Handset maker Sony Ericsson on Tuesday announced the new Xperia X10 smartphone.
It will run on the Android 1.6 mobile operating system, also known as “Donut.”
The Xperia X10 will begin shipping to select markets next year.
Bigger, Faster, Better?
In announcing the Xperia X10, Sony Ericsson named the handset as the flagship device of a family of phones coming to market during the first half of 2010. The device will have a new UX (user experience) platform that will let users organize everything on the smartphone with what the company calls the “most open, human and intuitive user experience yet.”
The Xperia X10 will have a four-inch thin-film transistor (TFT) LCD color screen. This is scratch-resistant and will offer 480 by 854 pixel WVGA resolution.

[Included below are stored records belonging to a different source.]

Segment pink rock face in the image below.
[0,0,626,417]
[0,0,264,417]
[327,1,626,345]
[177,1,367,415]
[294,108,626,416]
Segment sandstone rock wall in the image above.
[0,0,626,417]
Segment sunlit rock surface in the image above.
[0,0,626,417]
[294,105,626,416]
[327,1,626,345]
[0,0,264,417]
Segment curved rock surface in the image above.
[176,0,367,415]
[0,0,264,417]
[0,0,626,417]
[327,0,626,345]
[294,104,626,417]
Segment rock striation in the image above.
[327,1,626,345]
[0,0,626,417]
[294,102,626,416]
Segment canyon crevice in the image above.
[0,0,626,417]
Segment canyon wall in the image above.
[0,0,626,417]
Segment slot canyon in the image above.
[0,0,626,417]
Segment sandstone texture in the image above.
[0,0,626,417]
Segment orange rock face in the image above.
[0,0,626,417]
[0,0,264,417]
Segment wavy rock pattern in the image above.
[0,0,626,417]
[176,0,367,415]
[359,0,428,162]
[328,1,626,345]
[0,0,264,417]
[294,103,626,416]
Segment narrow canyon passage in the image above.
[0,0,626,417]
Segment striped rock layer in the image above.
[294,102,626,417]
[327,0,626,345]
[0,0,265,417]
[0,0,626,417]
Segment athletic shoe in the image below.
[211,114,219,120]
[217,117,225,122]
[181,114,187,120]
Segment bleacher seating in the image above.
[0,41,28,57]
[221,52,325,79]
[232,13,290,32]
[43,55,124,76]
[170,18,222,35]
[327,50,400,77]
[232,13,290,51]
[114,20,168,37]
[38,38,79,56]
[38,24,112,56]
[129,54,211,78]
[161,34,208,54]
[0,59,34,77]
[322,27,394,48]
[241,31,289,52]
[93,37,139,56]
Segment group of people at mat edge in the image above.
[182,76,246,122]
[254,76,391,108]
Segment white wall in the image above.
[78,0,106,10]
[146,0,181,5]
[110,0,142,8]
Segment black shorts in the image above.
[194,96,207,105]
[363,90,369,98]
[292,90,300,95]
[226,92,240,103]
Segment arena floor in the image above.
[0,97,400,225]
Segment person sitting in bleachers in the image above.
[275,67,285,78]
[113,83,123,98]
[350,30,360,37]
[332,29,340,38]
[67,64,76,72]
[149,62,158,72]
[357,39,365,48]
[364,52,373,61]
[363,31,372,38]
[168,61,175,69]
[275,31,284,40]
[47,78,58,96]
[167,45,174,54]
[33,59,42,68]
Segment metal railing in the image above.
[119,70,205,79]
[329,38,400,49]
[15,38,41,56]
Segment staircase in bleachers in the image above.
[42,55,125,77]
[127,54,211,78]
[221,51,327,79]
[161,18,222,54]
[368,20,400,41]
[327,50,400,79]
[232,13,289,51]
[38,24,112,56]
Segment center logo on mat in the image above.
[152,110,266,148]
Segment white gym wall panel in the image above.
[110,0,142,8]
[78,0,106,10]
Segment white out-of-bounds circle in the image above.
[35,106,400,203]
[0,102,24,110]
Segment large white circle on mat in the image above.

The device measures about 4.7 by 2.5 by 0.5 inches and weighs close to 5 ounces. It has up to 1 GB of memory and comes with an 8 GB microSD card. The phone has a 1 GHz Qualcomm Snapdragon QSD8250 processor.
That makes the Xperia a fairly powerful device, as far as smartphones go. “It leans towards a small Web tablet device in size, and the Snapdragon processor is more inline with a bit bigger device,” Allen Nogee, a principal analyst at In-Stat, pointed out. That could lead to a mixed reception. “Some may like the bigger device, but others may not,” Nogee told TechNewsWorld.
The Xperia X10’s Guts
The Xperia X10 supports UMTS HSPA and GPRS/Edge networks. It has a 3.5 mm audio jack, a micro USB connector and WiFi and Bluetooth capabilities.
Preloaded applications include Sony Ericsson’s TimeScape, MediaScape, Sync and Home with a clock widget. Other preloaded apps run the gamut of Google’s offerings, from Calendar to Media Uploader to Maps to Talk.
Timescape is a unified communications app. It manages all the user’s communications with contacts in one place. Mediascape lets users access music, photos and videos from anywhere — YouTube, PlayNow or stored on their phone. Both these apps can automatically recognize connections between contacts, content and media.
The Xperia X10 is equipped with A-GPS (assisted global positioning system) and a free trial version of the Wisepilot mobile navigation app, although this may not be available in all markets.
The phone has a built-in 8.1 megapixel camera with geotagging, image and video stabilizer, auto focus, smile detection, intelligent face recognition and 16x digital zoom. Other features include video streaming and viewing.
For communications, the Xperia X10 offers email, multimedia messaging service, text messaging, predictive text input and Microsoft Exchange ActiveSync.
An “infinite button” aggregates all interactions with any contact into one view. An intelligent face recognition feature recognizes up to five faces in any picture and automatically connects them with the user’s social phonebook and with all other communications between the user and those five.
“I think the place that Sony Ericsson is trying to break new ground is in trying to create a more media-centric consumer experience, similar to how Motorola’s Cliq tried to create a social-network-centric user experience,” Carl Howe, director of anywhere consumer research at the Yankee Group, told TechNewsWorld.
While that approach isn’t exactly unique, it might help the Xperia X10 stand out. “That approach is at least differentiation in a market soon to be crowded with different Android devices,” Howe said. About 50 Android smartphones will hit the market soon, according to the Wiseandroid blog.
Snapdragon Bites, Donut’s Sweet
Many of the Xperia X10’s capabilities come from the Qualcomm Snapdragon CPU powering it. Designed for mobile devices, Snapdragon offers power management, ubiquitous real-time connectivity; access to real-time, personalized and location-aware content; streaming and playback of locally stored high-definition videos; and access to social networks through instant messaging, video conferencing and chat.
Android 1.6, or “Donut,” offers other features that are par for the course in current smartphones. These include support for three different classes of screen sizes; gestures; text-to-speech; and a Quick Search Box that lets users quickly find what they are looking for.
Tell Me Something Good
Sony Ericsson needs something to recharge its business batteries — it has been losing ground steadily to other phone makers. “It’s not been good for Sony Ericsson,” In-Stat’s Nogee said. “In Q2 they shipped 13.8 million phones, and in Q3 14.1 million, but both quarters’ figures were very much down year over year.”
Latching on to Android might help. Android will be the second most widely used smartphone platform worldwide by the end of 2012, according to recent Gartner estimates. Android smartphones will have 14.5 percent of the worldwide market, after Symbian, which will have 39 percent.
However, Sony Ericsson may need to run even faster just to keep up. Motorola’s recently announced Droid, which will be available from Verizon next week, runs Android 2.0, also known as “Eclair.” That’s the successor to Android 1.6.
“Let’s hope that Sony Ericsson’s phone has the horsepower and flash memory available to upgrade to Android 2.0; otherwise, it will be perceived as being behind before it gets to market next year,” the Yankee Group’s Howe said.